How vague and annoying is that answer? I mean seriously. And now that I type it, I think it also comes off a bit negative and like I don't know what the heck is going on! However, it is what it is, currently there is "no evidence of disease" and "no reason to believe there is anything lurking". But oh how I wish I were brave enough to just shout, "YES! I am cancer free!" Here's the deal though, once you have heard "the words" it's hard to truly and fully BE cancer free ~ even when there is no evidence of disease in the body. Cancer does so much more than attack the body. It comes at your mind like the sneakiest of ninjas, attacking your thoughts, your hopes, and your dreams, your very foundation, your understanding of the way things "should" be.  Even after the physical cancer has been removed from the body, even after you have been told "it's out, it's gone, you're cancer free, everything we are doing now is just to keep it away" the mental cancer is still there, creeping into the darkest spaces of your mind, making your heart race and blood pressure rise, causing your palms to sweat and your face to go numb at the strangest of times, often when you were JUST thinking that everything was okay.

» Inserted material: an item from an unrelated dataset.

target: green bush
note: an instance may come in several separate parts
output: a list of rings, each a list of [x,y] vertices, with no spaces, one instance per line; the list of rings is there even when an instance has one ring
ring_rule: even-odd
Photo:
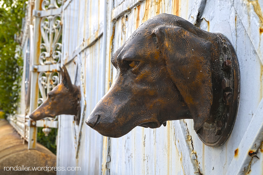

It takes longer to eradicate the mental cancer, it's sneaky. It requires much more time to heal. It's still early days for me. I'm still in treatment after all and going to radiation EVERY DAY certainly doesn't help matters, but at this point I'm not sure if I will ever have a truly "cancer free day". So far it hasn't happened. Sure, there are some amazing cancer free minutes and even some stretches of intoxicating cancer free hours, but never an entire day. At least not yet. Until there is a day where posts of bone aspirations, cancerversaries, scans, biopsies, medications, side effects, and endless colors of awareness ribbons don't litter my Facebook feed, until THAT can happen, I can't possibly go a day being "cancer free". None of us can. I guess the simple answer to the not so simple question is this:

"Until there is NO cancer, there will be NO cancer free."